Harvard College is brimming with obsessive-compulsive, type-A personalities, most of whom see all things worth doing as a stepping-stone in the road whose ultimate destination is success. Whether it be studying, digging wells in Tanzania, or partying like a rock star, many Harvard students tend to see each and every action as a resume-builder or a means to some impressive end.
In this echelon of higher education, even the party scene reeks of this productive mentality. Many students go out with the intention of “blackout raging” (a.k.a. “drinking excessively”) several nights a week.

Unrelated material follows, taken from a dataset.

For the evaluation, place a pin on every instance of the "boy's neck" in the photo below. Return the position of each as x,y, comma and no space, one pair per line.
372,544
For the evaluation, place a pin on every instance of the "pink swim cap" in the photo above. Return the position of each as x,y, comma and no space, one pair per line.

Throughout the course of any given night, these otherwise upstanding members of society—who likely preside over three organizations and manage to maintain a 4.0 GPA—might, in a chemically induced haze, lose their I.D., hook up with six varsity athletes, and polish off the night with a memorable (if not remembered) high-speed police chase. The following morning, these students manage to arrive to class on time, looking preppy and sporting a few unidentifiable injuries, only to take thorough notes and engage in meaningful conversation with their professor after class. All in a day’s work.
I pondered the implications of this peculiar phenomenon this Tuesday evening as I began to hear the customary drunken wails from nearby Dewolfe Street—which an illustrious peer of mine encouraged by hollering back from her Quincy window. I was reminded of the biological curiosity of the peacock’s tail: what is the evolutionary advantage to carrying around a cumbersome dangling appendage?

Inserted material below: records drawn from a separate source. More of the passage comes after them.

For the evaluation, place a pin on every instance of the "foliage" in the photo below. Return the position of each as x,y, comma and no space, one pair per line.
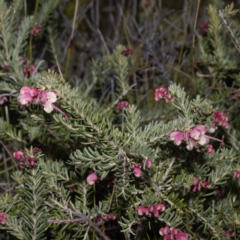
111,155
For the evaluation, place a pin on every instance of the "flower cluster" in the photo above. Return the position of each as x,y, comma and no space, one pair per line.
196,136
36,96
151,210
173,234
220,119
106,218
5,68
197,184
122,105
3,218
36,30
163,93
149,163
137,171
28,70
210,149
204,27
236,174
127,52
92,178
27,159
3,100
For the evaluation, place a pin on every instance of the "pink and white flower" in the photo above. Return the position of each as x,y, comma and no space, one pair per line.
92,178
137,172
177,137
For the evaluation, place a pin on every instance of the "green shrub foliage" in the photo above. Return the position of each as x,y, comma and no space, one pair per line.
100,158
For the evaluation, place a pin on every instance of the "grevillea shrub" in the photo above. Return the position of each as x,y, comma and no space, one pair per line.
83,165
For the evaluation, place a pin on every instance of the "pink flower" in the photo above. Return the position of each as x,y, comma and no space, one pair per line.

Cheryl Knott, an associate professor in the anthropology department, offers the theory that creatures developed these anatomical innovations to appeal to members of the opposite sex. This seems to imply that their genes must be pretty superior if they can pass through the sieve of natural selection with such a glorious, if inconvenient, handicap.

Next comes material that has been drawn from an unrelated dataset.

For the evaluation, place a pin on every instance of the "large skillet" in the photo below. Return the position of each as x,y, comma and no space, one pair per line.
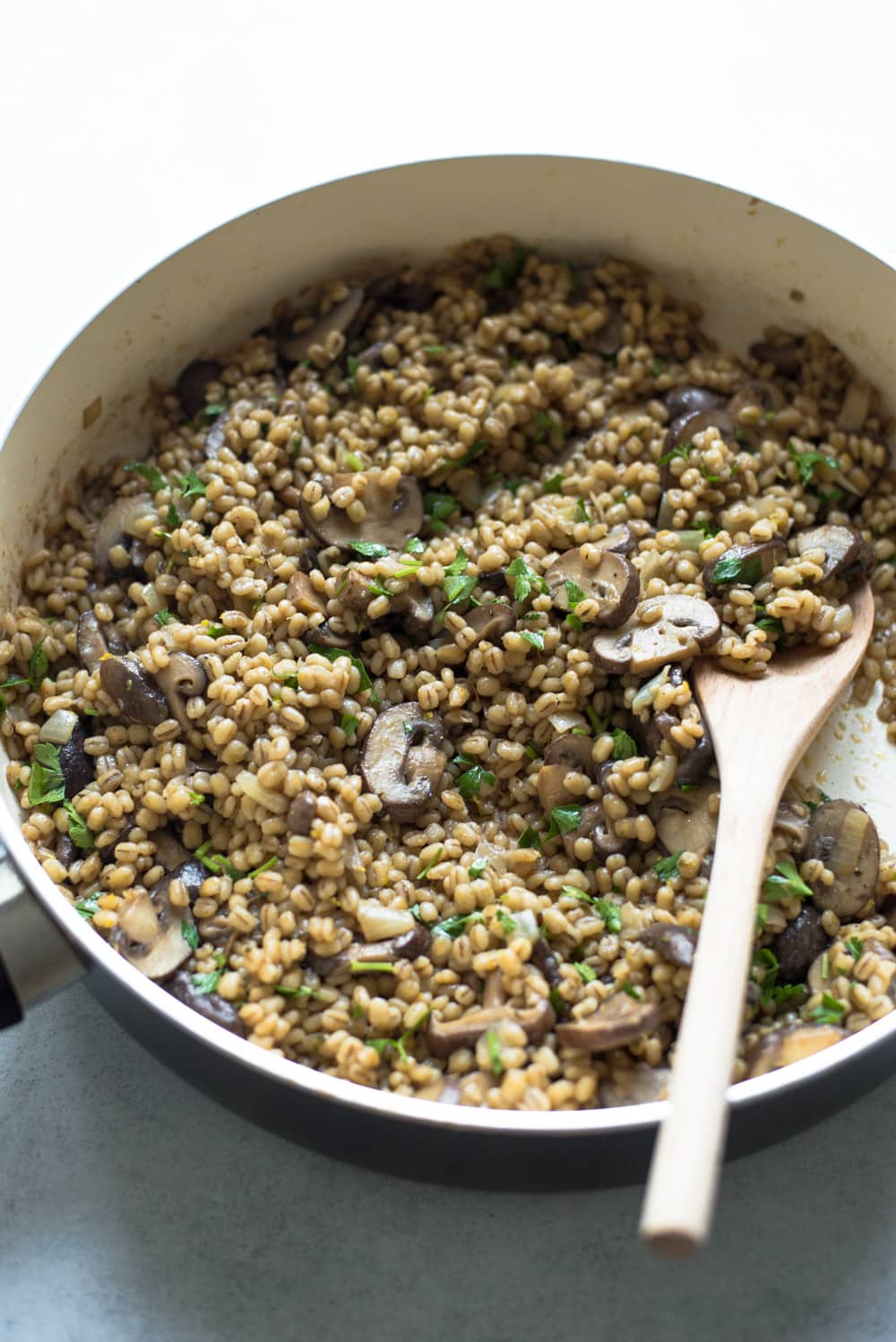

Similarly, debauched students are demonstrating their ability to be better rounded than their classmates in a slightly perverse way—as if to say, “I can party like a student at a state school and still dominate in my astrophysics class.”
Believe it or not, the party culture has a more than substantial following among the Harvard student body, about 34.5 percent of males and 26.9 percent of females of which self-identify as “binge drinkers” according to a 2002 Harvard College Survey. Regardless of the number of offenders, it should not be treated as just another extracurricular activity, another task at which to excel with all competitive zest. Lest we forget—as we tend to do, after a few beers—binge drinking carries with it a host of not-so-funny and potentially serious consequences.
But at Harvard, mediocrity is nothing short of unacceptable—even on Saturday night. So chug, party all-star: that glib yet strapping Spee-man from philosophy section seems to be climbing the ladder to social success faster than you are.
James H. O’Keefe ’09, a Crimson editorial editor, is a human evolutionary biology concentrator in Kirkland House.